- Theatrical release poster
- Directed by: Neri Parenti
- Written by: Franco Castellano Giuseppe Moccia Neri Parenti
- Starring: Enrico Maria Salerno Paolo Villaggio Lino Banfi Massimo Boldi
- Cinematography: Sandro D'Eva
- Edited by: Sergio Montanari
- Music by: Bruno Zambrini
- Release date: 26 September 1986 (Italy);
- Running time: 96 min.
- Language: Italian

= Scuola di ladri =

Scuola di ladri is a 1986 Italian comedy film directed by Neri Parenti starring Enrico Maria Salerno.

== Plot summary ==
Rome, Italy mid-1980s.
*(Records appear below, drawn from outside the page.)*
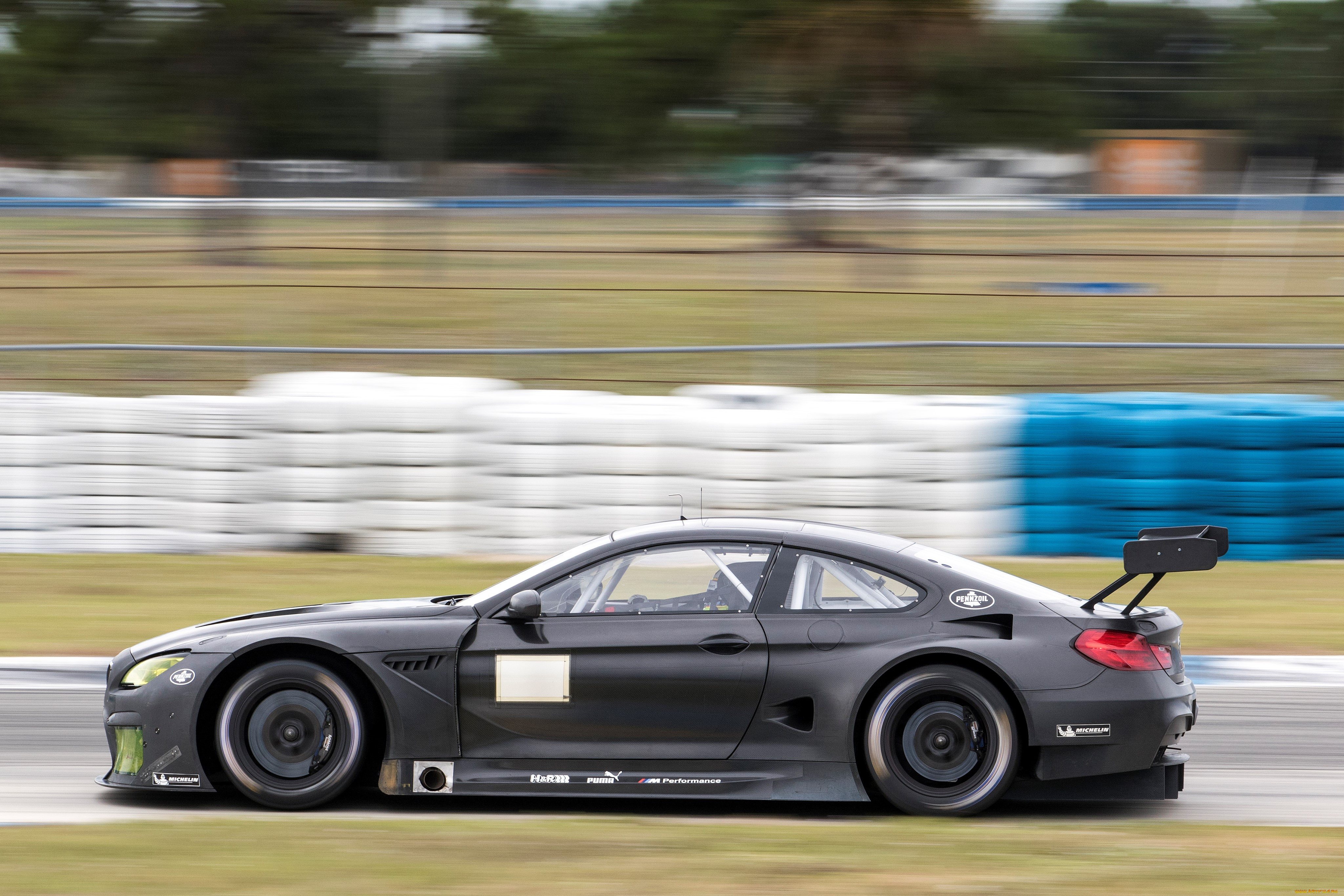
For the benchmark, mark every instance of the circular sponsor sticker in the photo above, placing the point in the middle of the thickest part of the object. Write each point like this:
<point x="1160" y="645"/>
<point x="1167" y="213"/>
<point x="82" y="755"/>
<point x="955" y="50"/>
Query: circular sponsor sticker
<point x="972" y="598"/>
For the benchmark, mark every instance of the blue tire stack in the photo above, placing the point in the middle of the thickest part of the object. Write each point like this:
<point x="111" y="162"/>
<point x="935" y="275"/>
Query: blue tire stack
<point x="1101" y="468"/>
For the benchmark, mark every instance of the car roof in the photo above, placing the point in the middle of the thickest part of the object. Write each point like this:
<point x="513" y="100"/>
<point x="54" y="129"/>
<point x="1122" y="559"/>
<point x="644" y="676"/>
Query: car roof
<point x="765" y="529"/>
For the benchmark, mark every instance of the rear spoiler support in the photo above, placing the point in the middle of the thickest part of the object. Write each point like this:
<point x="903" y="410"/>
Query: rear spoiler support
<point x="1179" y="549"/>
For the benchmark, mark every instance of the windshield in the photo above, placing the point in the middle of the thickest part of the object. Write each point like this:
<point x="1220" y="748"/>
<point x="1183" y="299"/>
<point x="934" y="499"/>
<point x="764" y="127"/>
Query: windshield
<point x="545" y="566"/>
<point x="988" y="575"/>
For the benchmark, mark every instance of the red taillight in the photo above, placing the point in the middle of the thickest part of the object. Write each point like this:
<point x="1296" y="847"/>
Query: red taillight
<point x="1123" y="651"/>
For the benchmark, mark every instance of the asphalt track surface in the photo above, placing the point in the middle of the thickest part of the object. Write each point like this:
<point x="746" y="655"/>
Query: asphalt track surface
<point x="1260" y="756"/>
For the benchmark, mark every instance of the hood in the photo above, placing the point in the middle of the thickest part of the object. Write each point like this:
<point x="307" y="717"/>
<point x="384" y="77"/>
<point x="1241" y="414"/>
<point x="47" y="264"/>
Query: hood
<point x="201" y="638"/>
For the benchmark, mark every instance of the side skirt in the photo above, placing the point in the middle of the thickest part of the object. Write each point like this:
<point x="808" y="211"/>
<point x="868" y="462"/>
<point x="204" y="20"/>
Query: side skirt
<point x="639" y="778"/>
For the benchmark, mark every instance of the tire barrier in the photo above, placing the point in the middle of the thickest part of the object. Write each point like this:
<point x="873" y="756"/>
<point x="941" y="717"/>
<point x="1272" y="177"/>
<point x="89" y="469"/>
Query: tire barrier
<point x="385" y="464"/>
<point x="1267" y="467"/>
<point x="405" y="465"/>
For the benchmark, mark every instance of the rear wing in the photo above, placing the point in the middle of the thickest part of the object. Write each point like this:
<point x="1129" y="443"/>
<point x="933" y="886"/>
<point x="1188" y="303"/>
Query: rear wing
<point x="1178" y="549"/>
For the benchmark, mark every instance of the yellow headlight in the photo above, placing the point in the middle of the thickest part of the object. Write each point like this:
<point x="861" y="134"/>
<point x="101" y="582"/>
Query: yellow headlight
<point x="144" y="672"/>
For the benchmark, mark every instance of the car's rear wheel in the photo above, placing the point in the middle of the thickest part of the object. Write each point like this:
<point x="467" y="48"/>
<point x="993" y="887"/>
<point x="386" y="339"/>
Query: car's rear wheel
<point x="291" y="734"/>
<point x="941" y="741"/>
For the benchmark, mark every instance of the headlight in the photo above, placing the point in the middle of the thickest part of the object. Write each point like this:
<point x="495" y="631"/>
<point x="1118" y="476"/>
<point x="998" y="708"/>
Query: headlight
<point x="144" y="672"/>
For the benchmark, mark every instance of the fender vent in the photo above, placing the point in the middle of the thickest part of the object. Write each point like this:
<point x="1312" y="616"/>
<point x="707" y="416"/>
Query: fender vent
<point x="796" y="714"/>
<point x="414" y="663"/>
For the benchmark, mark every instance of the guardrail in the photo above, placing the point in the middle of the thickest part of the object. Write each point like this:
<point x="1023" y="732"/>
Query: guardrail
<point x="1061" y="203"/>
<point x="662" y="350"/>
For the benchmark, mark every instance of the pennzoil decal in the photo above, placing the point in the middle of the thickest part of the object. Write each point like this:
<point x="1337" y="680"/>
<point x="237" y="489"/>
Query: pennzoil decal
<point x="1082" y="731"/>
<point x="972" y="600"/>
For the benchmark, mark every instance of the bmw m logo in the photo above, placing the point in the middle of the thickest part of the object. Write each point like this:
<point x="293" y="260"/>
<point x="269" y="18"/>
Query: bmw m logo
<point x="971" y="600"/>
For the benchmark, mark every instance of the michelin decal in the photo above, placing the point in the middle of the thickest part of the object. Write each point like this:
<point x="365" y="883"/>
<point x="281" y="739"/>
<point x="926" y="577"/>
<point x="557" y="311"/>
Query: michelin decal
<point x="1082" y="731"/>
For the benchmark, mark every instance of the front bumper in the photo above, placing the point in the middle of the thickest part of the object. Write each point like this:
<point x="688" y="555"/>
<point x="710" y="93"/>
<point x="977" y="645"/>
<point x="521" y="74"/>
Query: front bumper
<point x="164" y="714"/>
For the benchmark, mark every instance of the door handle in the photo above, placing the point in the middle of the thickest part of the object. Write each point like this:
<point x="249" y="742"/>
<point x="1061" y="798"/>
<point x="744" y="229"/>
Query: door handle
<point x="725" y="645"/>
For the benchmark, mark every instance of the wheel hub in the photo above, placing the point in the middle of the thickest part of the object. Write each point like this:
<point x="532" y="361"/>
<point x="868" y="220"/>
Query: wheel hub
<point x="941" y="742"/>
<point x="291" y="733"/>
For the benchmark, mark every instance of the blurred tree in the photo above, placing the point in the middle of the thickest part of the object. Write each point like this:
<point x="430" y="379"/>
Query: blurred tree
<point x="842" y="74"/>
<point x="230" y="78"/>
<point x="1004" y="85"/>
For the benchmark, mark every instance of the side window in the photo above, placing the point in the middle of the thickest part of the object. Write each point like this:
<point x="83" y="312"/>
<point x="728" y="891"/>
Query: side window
<point x="683" y="578"/>
<point x="831" y="584"/>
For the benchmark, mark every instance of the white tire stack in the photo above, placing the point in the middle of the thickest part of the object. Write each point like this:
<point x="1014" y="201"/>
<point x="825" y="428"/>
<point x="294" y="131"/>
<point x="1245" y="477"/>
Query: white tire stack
<point x="371" y="463"/>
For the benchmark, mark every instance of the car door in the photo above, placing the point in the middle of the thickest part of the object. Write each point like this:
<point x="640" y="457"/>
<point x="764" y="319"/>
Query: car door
<point x="650" y="655"/>
<point x="831" y="621"/>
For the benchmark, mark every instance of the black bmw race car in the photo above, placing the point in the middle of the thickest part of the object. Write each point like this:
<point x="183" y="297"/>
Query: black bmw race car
<point x="701" y="659"/>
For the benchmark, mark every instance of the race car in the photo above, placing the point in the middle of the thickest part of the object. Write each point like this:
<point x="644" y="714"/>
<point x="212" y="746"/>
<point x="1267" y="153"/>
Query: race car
<point x="740" y="659"/>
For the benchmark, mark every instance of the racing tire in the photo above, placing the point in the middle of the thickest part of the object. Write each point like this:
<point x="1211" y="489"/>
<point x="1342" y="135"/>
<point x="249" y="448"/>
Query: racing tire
<point x="291" y="735"/>
<point x="941" y="741"/>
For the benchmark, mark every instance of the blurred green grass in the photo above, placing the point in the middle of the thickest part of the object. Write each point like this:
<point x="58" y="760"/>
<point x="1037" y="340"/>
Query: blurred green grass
<point x="97" y="605"/>
<point x="368" y="292"/>
<point x="659" y="856"/>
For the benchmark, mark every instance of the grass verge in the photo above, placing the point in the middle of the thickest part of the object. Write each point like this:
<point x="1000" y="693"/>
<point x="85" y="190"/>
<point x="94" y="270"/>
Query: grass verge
<point x="97" y="605"/>
<point x="656" y="856"/>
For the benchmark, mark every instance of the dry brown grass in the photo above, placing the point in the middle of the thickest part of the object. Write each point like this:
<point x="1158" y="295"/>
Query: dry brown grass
<point x="381" y="299"/>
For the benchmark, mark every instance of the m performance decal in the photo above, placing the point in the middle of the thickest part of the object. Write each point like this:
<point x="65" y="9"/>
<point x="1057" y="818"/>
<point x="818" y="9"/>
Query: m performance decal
<point x="1082" y="731"/>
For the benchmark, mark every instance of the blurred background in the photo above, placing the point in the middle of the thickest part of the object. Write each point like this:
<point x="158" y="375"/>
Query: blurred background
<point x="668" y="173"/>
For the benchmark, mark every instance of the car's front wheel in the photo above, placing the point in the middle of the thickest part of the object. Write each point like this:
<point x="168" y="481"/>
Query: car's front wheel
<point x="941" y="741"/>
<point x="291" y="734"/>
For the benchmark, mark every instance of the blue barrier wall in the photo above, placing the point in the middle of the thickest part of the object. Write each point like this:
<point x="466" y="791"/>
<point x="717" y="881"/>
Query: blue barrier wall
<point x="1100" y="468"/>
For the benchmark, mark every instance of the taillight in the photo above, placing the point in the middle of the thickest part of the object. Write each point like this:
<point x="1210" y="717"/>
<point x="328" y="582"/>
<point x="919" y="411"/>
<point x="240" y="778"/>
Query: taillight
<point x="1123" y="651"/>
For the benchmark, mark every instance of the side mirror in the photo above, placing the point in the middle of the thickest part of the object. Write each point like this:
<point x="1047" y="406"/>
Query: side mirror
<point x="525" y="605"/>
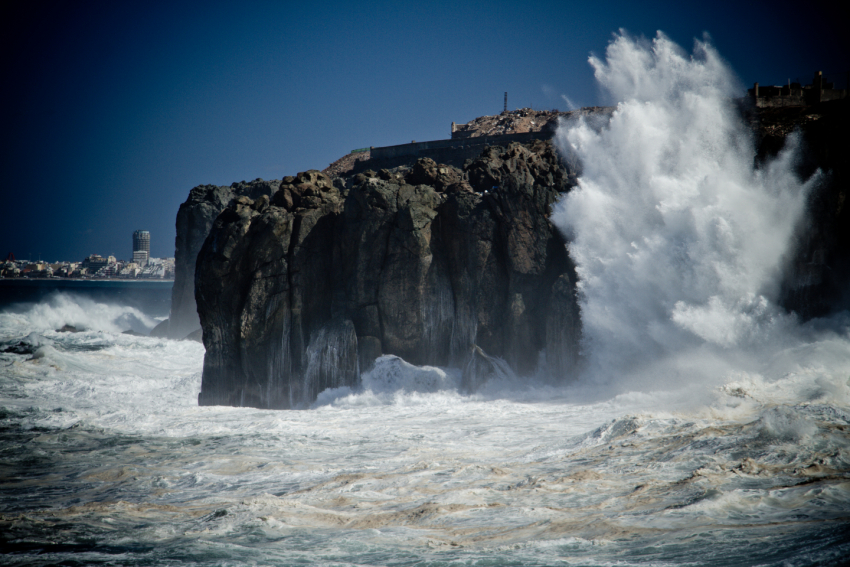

Three cousins, who do not know each other and who live poor, are gathered from paralytic uncle Aliprando who leads them to a "big job". After they have completed the mission, he robs them.

== Cast ==
- Enrico Maria Salerno as Aliprando Siraghi
- Paolo Villaggio as Dalmazio Siraghi
- Lino Banfi as Amalio Siraghi
- Massimo Boldi as Egisto Siraghi
- Barbara Scoppa as Marisa Padovan
- Ennio Antonelli as Fake priest
- Antonio Barrios as Franco Nero
- Claudio Boldi as The guard
- Corrado Monteforte as Minotti
- Antonio Allocca as Wealthy farmer of Caserta
- Willy Moser as Embassy Luxembourg usher

==Release==
The film was released in Italy on September 26, 1986 in Padua, Turin, and Genoa. It was one of the most popular Italian films of the year with over 2 million admissions.